Blue flames shrank from the silver-gray mist of her sword, parting and darkening, laying bare the man beneath. Alusair soared up out of reach of his frantic backswing and hacked at the back of his sword arm, just above the elbow, as she passed.

The blueflame ghost’s sword clanged to the palace floor, and Alusair whirled and came back at him in a slicing pass. She didn’t quite dare to try a hard thrust through him, or a beheading, because every touch of the ghost’s flaming aura to her sword-which was part of her, solidified by her will out of the same spectral essence that made up the rest of her-ate at her undeath.

It would be folly to slay this intruder at the cost of her own existence, and leave her beloved palace evermore unguarded.

So she contented herself with great slashes, slicing body and arms, looping around the ghost in a relentless weaving of sharp steel that reduced it to cowering in a heap around its blade, growing dimmer and dimmer.

Abruptly it sprang up and fled with a wail of pain and fear, heading at a frantic run right back out of the palace, waving its sword wildly to try to shield itself against Alusair’s blade.

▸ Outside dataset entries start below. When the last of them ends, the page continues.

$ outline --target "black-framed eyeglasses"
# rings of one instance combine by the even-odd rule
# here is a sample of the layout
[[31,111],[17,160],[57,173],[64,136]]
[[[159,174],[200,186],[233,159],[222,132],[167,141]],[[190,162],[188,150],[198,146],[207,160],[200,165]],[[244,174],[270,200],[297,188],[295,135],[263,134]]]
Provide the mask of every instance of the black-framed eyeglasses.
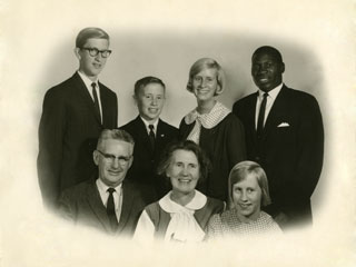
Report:
[[99,154],[101,154],[101,156],[107,160],[109,161],[110,164],[115,161],[115,159],[118,159],[119,160],[119,164],[120,165],[127,165],[128,161],[131,159],[132,155],[131,156],[128,156],[128,157],[125,157],[125,156],[115,156],[112,154],[105,154],[105,152],[101,152],[100,150],[97,149],[97,151]]
[[111,50],[99,50],[98,48],[81,48],[82,50],[87,50],[91,57],[97,57],[98,53],[101,55],[102,58],[108,58],[111,55]]

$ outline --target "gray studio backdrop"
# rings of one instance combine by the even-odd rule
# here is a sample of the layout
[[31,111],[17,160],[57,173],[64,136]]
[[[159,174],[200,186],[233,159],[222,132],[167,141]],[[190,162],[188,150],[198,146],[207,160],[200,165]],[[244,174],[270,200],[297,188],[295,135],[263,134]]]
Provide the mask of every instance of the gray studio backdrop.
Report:
[[[69,78],[78,69],[73,48],[79,30],[73,29],[57,46],[48,48],[52,56],[46,59],[47,63],[39,72],[33,99],[37,126],[46,90]],[[284,57],[285,83],[317,98],[324,118],[327,155],[329,122],[325,111],[328,101],[324,89],[323,66],[315,56],[316,48],[283,37],[270,39],[239,32],[106,30],[111,37],[112,55],[99,79],[118,95],[119,126],[138,115],[132,100],[135,82],[145,76],[156,76],[167,87],[161,118],[178,127],[181,118],[196,107],[195,97],[186,90],[186,85],[190,66],[202,57],[216,59],[225,70],[227,87],[219,100],[231,108],[237,99],[257,90],[250,75],[250,57],[256,48],[269,44],[279,49]],[[323,174],[327,162],[325,157]],[[315,211],[323,204],[323,191],[326,188],[323,174],[312,198]]]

“Greatly weakened, at least,” the ghostly princess told the empty passage in satisfaction, halting just in front of the roiling chaos of the violated ward seeking to knit itself together again, to watch the ghost dwindle across the Promenade. It fled into the mouth of a side street and kept going, fast.

Outside, Dragons were assisting a reeling, mumbling Palace Understeward Fentable to his feet. He looked confused or drunk, and the soldiers holding him up were talking excitedly about a “beholder, like in the tales, but only the size of a child’s chamberpot!”

One of them was keeping the tip of his sword near Fentable’s throat. “Beholderkin, I think such are called. Heard one of old Dhargust’s sagely lectures about eye tyrants, two summers back. He says there’re still some of them hiding in the heart of the Hullack, just waiting their chance to conquer the realm!”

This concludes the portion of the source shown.